Riddle
Basic Information
This page is a stub. Please expand on it if you have good ideas for how to use riddles, codes, and puzzles in gaming.
Sources
Bibliography
1. Rumkins Cipher Tools - awesome website devoted to solving codes, and the tools to solve or create them. Lots of good resources for GM's.
2. The Black Chamber - MOAR cipher tools, delivered with a darker and cool sounding name…
3. Hanging Hyena - Word solvers and pen & paper cipher tools. Good if you're stuck trying to figure out a puzzle and can get your mobile phone out…
4. Wordsies - Another word game solving tool related site…
5. Omniglot - Writing Systems and Real World Runes - Great if you're trying to come up with a plausible looking alphabet for non-humans. For example, stuff like this the Theban alphabet or the angelic alphabet (both are real artifacts of our history).
6. Luthorian - Another large collection of tools and alphabets. Including The Dagger Alphabet. Perfect for a guild of thieves….
7. RPG: Amber Diceless Roleplaying by Erick Wujcik - the author talks about how he hates riddles, and so if he thinks there's going to be riddles in a campaign, he makes his character an expert riddler. That way he can justify solving them only in-character, not out-of-character. I've always thought that was brilliant, even if it is rather metagamey.
Game and Story Use
- Riddles are fun, and a classic part of the genre. Remember Bilbo and Gollum? Remember all those old D&D modules with the weird riddle-and-trap-laden dungeons?
- Some players just hate riddles (and/or puzzles, or brain-teasers, or at least ones that don't have immediate practical applications and real-world solutions). If you have such a player in your game, you may need to consider either not including riddles in your campaign, or allowing that person to just make an intelligence check to solve the riddle in-character without doing the work out-of-character.
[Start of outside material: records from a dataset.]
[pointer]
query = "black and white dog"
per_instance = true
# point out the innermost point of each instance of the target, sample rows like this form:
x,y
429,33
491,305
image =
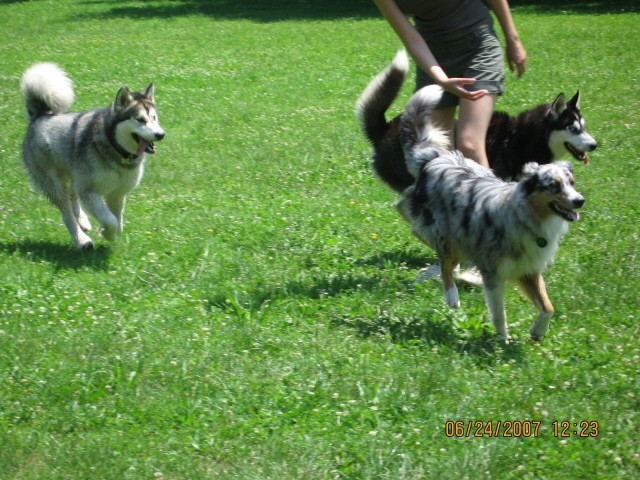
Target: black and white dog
x,y
509,231
543,134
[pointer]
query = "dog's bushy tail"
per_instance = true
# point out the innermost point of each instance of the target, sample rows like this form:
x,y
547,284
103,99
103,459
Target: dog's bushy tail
x,y
379,95
47,90
421,140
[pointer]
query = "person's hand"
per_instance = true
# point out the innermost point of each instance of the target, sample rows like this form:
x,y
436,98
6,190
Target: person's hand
x,y
457,86
516,57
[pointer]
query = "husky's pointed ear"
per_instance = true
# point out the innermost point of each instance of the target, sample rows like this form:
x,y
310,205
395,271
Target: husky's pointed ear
x,y
530,178
149,92
575,101
559,105
529,169
123,99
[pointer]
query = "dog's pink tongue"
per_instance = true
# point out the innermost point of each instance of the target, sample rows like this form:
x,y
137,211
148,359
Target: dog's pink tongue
x,y
142,147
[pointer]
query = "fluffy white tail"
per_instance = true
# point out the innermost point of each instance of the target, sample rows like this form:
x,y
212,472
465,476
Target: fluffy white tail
x,y
421,140
46,89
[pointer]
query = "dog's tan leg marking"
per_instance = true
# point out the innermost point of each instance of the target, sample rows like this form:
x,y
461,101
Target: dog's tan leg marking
x,y
450,290
495,302
533,287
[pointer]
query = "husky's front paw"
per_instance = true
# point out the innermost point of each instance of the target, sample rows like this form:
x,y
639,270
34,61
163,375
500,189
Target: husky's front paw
x,y
452,297
109,232
84,222
505,337
83,242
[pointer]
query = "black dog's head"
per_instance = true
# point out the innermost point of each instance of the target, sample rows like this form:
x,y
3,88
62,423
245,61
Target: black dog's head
x,y
567,131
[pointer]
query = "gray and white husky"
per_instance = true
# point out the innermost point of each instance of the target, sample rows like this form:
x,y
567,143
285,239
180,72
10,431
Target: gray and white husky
x,y
509,231
94,158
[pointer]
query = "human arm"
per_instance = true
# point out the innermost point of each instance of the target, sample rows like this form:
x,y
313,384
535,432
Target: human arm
x,y
421,53
516,54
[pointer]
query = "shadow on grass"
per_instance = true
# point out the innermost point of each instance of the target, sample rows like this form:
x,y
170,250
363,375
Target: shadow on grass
x,y
578,7
266,11
256,10
477,339
468,333
62,257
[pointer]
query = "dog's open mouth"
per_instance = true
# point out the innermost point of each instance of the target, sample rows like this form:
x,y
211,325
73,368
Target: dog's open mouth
x,y
577,153
143,145
566,213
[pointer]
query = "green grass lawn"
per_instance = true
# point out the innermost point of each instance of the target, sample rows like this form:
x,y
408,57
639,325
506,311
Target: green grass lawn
x,y
258,318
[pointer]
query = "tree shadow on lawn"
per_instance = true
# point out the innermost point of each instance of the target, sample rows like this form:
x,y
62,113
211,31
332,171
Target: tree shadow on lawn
x,y
578,7
263,11
467,333
62,257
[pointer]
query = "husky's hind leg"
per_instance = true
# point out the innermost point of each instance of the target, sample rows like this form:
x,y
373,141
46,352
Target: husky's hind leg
x,y
533,287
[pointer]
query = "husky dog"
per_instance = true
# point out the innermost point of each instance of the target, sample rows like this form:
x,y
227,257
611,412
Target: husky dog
x,y
509,231
543,134
93,158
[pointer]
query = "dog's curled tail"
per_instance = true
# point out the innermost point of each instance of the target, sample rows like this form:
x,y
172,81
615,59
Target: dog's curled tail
x,y
47,90
421,140
379,95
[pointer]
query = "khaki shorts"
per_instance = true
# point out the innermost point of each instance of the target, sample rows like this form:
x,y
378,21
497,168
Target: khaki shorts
x,y
475,54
Don't set yourself up for frustration by building an elaborate puzzle that the players aren't willing to (or capable of) solving. It won't make anyone happy.
- Can get very meta if the player best at solving riddles happens to be playing a fighter with the IQ of tofu. Likewise when the superhumanly intelligent wizard is baffled by a simple number puzzle that logically he should be able to solve in his head. This sort of thing flies immediately counter to all attempts at role-playing and separating player and character knowledge and personality.
- Also quite annoying for the GM when the riddles are based in the lore of the campaign setting and the murderhobo players couldn't be bothered to read the lore or have their characters take any skills that would allow them to dice for it.
- Of course there are limits, by all means expect your players to show reasonable respect for the effort you put into the setting, but don't expect them to become experts on it, nor to read your 4000 page Silmarillion knock off (especially if have a reputation for ERP) in order to play the game. Allow a decent level of default knowledge on the part of characters as well - even if your players are clowns who know little to none of the history, myth and legend of their own culture, their characters are less likely to be.
- Stuck trying to get your players to solve a riddle or puzzle? Give them a hint… but be sparing.. for example, one or two letters at a time. Small changes in the puzzle can weaken it enough to make it obvious. Something I noticed from solving cryptograms is that the first couple of letters in a hundred letter messages take about half my time…and most of the puzzle crumbles within a minute of figuring out seven or eight of the letters involves.
- But never underestimate the power of your players to miss the bloody obvious. Or your own ability to forget that the fact something is glaringly apparent to you, doesn't mean that it's so to the players. Especially if they are from a different culture group to you (and recall that as little as decade can be a culture group shift in the modern world).
- A random consideration: remember that (historically at least) anything to do with clocks will be anachronistic before the start of the C14, and even then rare until much later with the idea of "clockwise" taking a few hundred more years to develop. Before that, your best hope of something similar is a sundial around which the sun drives the shadow of the gnomon in a direction which clocks would later be built to emulate. This direction was known as "sunwise" (or deoisel) in Celtic cultres, opposed to widdershins or tuathal. Sunwise was considered to be "properly aligned" and propitious, whereas to go against it was very much not so. Also - and the etymological roots of this are still visible in many languages - before the compass was widespread, the easiest cardinal axis to fix was East-West, given that sunrise is always to the East and sunset to the West. From there it is only a short leap to identify the South with midday (or the North in in the Southern Hemisphere) and then the final cardinal point with midnight.